I guess copy-and-paste hit you - having T3 twice in period 3, and missing T2. I would go with:
▬▬▬▬▬▬▬▬▬▬▬▬▬▬▬▬▬▬▬▬▬
            Period
          ───────────
Sequence  I   II  III
─────────────────────
   1      T1  T2  T3 
   2      T2  T3  R
   3      T3  R   T1
   4      R   T1  T2
▬▬▬▬▬▬▬▬▬▬▬▬▬▬▬▬▬▬▬▬▬

❝ Here some subjects are not receiving reference product.

True.

❝ Now my doubt is how to show the bioequivalence?
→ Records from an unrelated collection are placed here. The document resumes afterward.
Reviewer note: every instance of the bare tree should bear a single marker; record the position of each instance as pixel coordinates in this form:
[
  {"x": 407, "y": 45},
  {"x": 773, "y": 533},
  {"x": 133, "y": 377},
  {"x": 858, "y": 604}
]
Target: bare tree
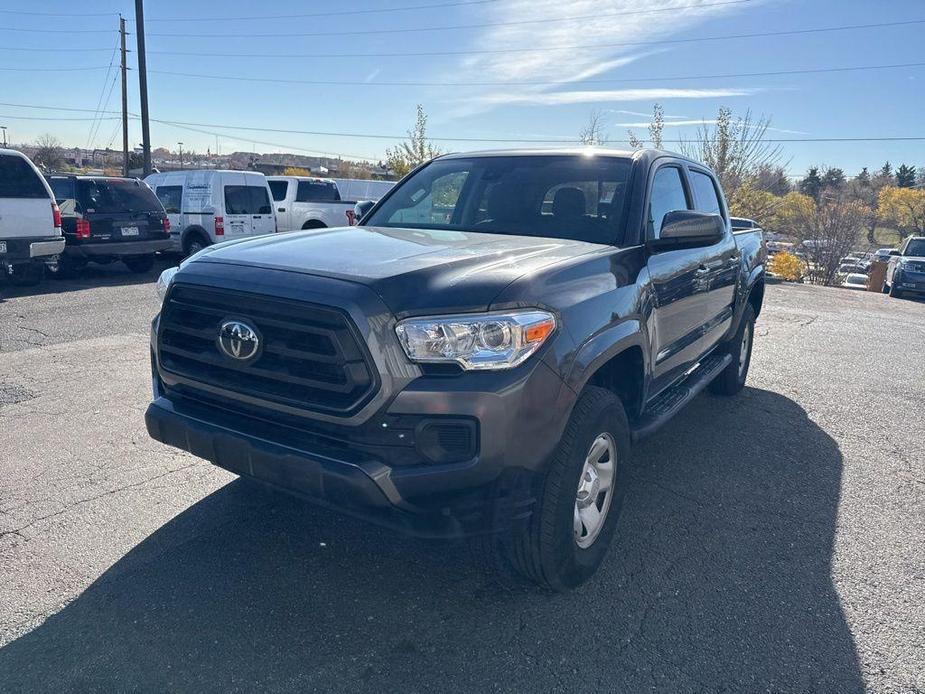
[
  {"x": 49, "y": 153},
  {"x": 829, "y": 230},
  {"x": 416, "y": 150},
  {"x": 736, "y": 148},
  {"x": 593, "y": 132}
]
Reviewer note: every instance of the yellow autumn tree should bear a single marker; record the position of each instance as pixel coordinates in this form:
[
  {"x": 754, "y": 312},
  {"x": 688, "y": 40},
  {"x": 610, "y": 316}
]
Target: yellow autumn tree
[{"x": 904, "y": 208}]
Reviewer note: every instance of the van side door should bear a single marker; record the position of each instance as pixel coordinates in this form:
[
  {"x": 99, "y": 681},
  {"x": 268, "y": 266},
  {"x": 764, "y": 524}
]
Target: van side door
[
  {"x": 718, "y": 271},
  {"x": 263, "y": 220},
  {"x": 283, "y": 195},
  {"x": 237, "y": 202}
]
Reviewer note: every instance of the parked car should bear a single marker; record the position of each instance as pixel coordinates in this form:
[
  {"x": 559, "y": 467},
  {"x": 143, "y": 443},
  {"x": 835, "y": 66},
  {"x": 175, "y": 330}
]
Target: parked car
[
  {"x": 882, "y": 255},
  {"x": 206, "y": 207},
  {"x": 855, "y": 280},
  {"x": 107, "y": 219},
  {"x": 479, "y": 358},
  {"x": 30, "y": 222},
  {"x": 906, "y": 270},
  {"x": 317, "y": 203}
]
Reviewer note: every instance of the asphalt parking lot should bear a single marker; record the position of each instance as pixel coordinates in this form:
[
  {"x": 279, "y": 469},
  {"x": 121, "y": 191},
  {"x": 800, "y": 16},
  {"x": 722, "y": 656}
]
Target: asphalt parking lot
[{"x": 770, "y": 542}]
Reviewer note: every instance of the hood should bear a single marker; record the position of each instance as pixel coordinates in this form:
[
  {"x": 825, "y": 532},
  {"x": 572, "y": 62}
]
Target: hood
[{"x": 412, "y": 270}]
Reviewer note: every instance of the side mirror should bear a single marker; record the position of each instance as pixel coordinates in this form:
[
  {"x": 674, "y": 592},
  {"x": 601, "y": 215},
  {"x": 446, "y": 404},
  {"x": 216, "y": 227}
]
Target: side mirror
[
  {"x": 361, "y": 208},
  {"x": 689, "y": 229}
]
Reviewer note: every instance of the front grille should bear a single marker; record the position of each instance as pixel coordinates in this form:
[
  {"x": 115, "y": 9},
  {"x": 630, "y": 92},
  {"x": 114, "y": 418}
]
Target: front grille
[{"x": 310, "y": 358}]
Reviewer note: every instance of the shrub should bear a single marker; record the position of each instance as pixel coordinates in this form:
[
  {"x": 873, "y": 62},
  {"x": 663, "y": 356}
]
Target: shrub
[{"x": 788, "y": 267}]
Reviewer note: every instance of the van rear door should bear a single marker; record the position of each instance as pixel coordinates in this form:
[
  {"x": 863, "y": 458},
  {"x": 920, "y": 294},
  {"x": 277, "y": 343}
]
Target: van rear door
[
  {"x": 237, "y": 217},
  {"x": 25, "y": 205},
  {"x": 262, "y": 219}
]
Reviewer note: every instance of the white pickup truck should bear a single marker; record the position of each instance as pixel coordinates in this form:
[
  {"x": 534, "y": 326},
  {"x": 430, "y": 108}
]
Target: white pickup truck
[{"x": 315, "y": 203}]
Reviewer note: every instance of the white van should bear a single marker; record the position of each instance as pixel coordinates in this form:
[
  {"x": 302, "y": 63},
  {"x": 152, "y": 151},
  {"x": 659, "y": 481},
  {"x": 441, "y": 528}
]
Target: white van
[
  {"x": 30, "y": 222},
  {"x": 206, "y": 207},
  {"x": 303, "y": 202}
]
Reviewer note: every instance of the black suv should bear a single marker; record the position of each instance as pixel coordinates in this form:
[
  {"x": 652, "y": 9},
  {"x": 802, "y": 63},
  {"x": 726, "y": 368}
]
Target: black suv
[{"x": 105, "y": 219}]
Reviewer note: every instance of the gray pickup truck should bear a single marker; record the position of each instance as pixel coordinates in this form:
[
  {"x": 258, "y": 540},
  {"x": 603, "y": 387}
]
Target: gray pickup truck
[{"x": 477, "y": 358}]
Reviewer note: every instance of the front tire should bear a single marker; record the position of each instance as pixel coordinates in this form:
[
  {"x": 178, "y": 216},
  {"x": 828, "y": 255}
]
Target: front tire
[
  {"x": 579, "y": 497},
  {"x": 732, "y": 379}
]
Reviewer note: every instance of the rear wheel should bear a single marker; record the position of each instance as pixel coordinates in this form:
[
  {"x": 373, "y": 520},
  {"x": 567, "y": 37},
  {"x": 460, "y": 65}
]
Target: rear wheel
[
  {"x": 580, "y": 497},
  {"x": 139, "y": 264},
  {"x": 732, "y": 379}
]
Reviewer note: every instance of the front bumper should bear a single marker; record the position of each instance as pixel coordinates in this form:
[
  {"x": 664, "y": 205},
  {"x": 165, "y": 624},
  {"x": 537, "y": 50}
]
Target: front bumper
[
  {"x": 27, "y": 249},
  {"x": 117, "y": 248}
]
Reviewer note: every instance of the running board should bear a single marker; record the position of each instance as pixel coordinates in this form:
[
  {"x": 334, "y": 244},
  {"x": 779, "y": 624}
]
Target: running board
[{"x": 669, "y": 403}]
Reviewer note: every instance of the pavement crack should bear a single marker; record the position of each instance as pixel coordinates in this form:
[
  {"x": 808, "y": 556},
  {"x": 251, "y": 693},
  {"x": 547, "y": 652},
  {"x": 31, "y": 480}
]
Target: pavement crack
[{"x": 80, "y": 502}]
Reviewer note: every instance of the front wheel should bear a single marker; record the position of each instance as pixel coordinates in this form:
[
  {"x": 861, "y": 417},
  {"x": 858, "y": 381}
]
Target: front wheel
[
  {"x": 580, "y": 497},
  {"x": 732, "y": 379}
]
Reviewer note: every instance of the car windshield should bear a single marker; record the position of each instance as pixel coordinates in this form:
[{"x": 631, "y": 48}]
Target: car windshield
[
  {"x": 109, "y": 195},
  {"x": 559, "y": 196}
]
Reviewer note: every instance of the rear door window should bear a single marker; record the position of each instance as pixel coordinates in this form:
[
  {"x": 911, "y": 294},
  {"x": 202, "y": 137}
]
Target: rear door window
[
  {"x": 116, "y": 195},
  {"x": 279, "y": 188},
  {"x": 317, "y": 191},
  {"x": 259, "y": 200},
  {"x": 19, "y": 180},
  {"x": 238, "y": 200},
  {"x": 171, "y": 198},
  {"x": 63, "y": 188}
]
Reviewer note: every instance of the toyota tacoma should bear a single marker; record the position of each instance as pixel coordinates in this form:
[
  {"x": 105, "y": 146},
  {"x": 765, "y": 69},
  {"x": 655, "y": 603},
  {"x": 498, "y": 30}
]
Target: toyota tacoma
[{"x": 477, "y": 357}]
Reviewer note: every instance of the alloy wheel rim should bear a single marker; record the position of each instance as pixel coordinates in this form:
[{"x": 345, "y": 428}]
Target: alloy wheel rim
[{"x": 595, "y": 490}]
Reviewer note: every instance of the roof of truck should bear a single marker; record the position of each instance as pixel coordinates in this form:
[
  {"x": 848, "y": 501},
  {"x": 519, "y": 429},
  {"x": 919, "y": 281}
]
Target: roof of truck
[{"x": 646, "y": 155}]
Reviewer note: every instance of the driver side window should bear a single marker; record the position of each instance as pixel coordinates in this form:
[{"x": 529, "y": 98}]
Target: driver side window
[
  {"x": 667, "y": 195},
  {"x": 435, "y": 206}
]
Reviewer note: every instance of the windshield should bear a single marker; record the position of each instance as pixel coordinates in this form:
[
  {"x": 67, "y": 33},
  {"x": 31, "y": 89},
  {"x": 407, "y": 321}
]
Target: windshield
[
  {"x": 559, "y": 196},
  {"x": 111, "y": 195}
]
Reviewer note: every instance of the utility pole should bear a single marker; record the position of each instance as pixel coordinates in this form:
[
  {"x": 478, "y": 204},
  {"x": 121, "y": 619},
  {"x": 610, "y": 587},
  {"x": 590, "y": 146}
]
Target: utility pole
[
  {"x": 143, "y": 85},
  {"x": 124, "y": 98}
]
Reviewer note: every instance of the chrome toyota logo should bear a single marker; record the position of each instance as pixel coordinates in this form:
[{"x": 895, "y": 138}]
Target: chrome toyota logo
[{"x": 238, "y": 340}]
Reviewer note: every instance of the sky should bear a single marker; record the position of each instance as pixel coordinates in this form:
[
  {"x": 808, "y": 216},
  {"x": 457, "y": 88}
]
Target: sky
[{"x": 489, "y": 73}]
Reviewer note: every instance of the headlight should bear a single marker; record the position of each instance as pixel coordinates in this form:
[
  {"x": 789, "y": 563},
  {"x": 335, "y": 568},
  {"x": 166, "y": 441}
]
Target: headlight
[
  {"x": 478, "y": 340},
  {"x": 163, "y": 282}
]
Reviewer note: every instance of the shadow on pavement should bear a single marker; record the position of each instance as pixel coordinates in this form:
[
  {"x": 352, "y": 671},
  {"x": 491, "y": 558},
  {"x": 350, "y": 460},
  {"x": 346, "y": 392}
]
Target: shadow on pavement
[
  {"x": 93, "y": 275},
  {"x": 719, "y": 580}
]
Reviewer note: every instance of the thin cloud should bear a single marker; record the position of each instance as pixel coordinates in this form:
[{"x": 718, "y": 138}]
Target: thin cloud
[
  {"x": 580, "y": 63},
  {"x": 610, "y": 95}
]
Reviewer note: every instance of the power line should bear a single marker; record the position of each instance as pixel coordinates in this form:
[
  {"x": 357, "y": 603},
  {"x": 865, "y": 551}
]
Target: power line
[
  {"x": 58, "y": 31},
  {"x": 55, "y": 69},
  {"x": 339, "y": 13},
  {"x": 47, "y": 118},
  {"x": 534, "y": 49},
  {"x": 52, "y": 50},
  {"x": 99, "y": 101},
  {"x": 807, "y": 71},
  {"x": 599, "y": 15},
  {"x": 61, "y": 14}
]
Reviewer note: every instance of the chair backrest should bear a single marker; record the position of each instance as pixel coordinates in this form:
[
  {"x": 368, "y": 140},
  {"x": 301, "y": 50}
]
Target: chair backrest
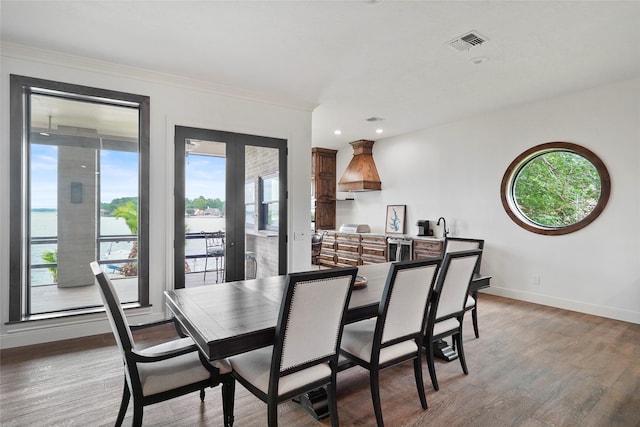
[
  {"x": 458, "y": 244},
  {"x": 115, "y": 313},
  {"x": 452, "y": 286},
  {"x": 311, "y": 319},
  {"x": 402, "y": 310}
]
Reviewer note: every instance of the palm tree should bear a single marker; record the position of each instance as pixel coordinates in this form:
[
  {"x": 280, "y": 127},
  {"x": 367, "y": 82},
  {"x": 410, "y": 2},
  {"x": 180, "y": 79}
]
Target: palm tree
[{"x": 129, "y": 212}]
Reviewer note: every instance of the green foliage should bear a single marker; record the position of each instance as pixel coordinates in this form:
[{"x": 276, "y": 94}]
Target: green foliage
[
  {"x": 51, "y": 257},
  {"x": 128, "y": 212},
  {"x": 119, "y": 202},
  {"x": 557, "y": 189},
  {"x": 202, "y": 204}
]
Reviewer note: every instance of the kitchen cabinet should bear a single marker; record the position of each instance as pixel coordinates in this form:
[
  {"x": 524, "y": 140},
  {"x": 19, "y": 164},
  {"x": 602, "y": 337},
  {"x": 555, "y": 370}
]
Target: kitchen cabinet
[
  {"x": 427, "y": 248},
  {"x": 347, "y": 249},
  {"x": 328, "y": 251},
  {"x": 323, "y": 187},
  {"x": 373, "y": 249},
  {"x": 352, "y": 249}
]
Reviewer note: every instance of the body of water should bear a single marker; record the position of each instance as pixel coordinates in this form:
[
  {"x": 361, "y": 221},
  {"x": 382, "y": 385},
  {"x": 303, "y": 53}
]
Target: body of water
[{"x": 45, "y": 224}]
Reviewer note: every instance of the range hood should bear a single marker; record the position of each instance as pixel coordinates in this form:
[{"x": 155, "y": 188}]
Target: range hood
[{"x": 361, "y": 173}]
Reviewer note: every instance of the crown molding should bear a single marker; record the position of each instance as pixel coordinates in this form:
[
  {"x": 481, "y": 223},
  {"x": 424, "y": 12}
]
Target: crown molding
[{"x": 29, "y": 53}]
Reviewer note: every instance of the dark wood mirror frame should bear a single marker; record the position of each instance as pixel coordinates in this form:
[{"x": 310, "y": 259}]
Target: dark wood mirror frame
[{"x": 506, "y": 187}]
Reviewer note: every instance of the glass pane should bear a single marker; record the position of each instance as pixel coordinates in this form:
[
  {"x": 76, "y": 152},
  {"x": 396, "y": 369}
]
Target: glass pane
[
  {"x": 82, "y": 154},
  {"x": 205, "y": 186},
  {"x": 557, "y": 189},
  {"x": 261, "y": 246}
]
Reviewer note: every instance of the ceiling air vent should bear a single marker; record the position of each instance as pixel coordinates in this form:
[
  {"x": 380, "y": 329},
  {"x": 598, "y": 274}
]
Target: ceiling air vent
[{"x": 467, "y": 41}]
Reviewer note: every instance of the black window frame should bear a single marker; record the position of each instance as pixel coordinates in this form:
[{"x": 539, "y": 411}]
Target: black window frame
[{"x": 21, "y": 88}]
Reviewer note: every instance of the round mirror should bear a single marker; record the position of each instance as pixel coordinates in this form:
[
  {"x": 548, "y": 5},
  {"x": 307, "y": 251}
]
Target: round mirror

In any kind of BE model you compare essentially means and variances - not individual subject ratios. Degrees of freedom in the BIBD above are 2×(n-1) as opposed to 3×(n-3) in a 4×4 Williams' design (layout) - variance is 50% higher. In any BIBD design you pay a price for fewer periods - lower statistical power for an equal sample size.

I would not suggest a BIBD for four treatments. Your sample size must be much quite large! Four periods are commonly used in replicate designs - so I don't see ethical problems due to blood loss. Only with 5+ treatments I would go with a BIBD.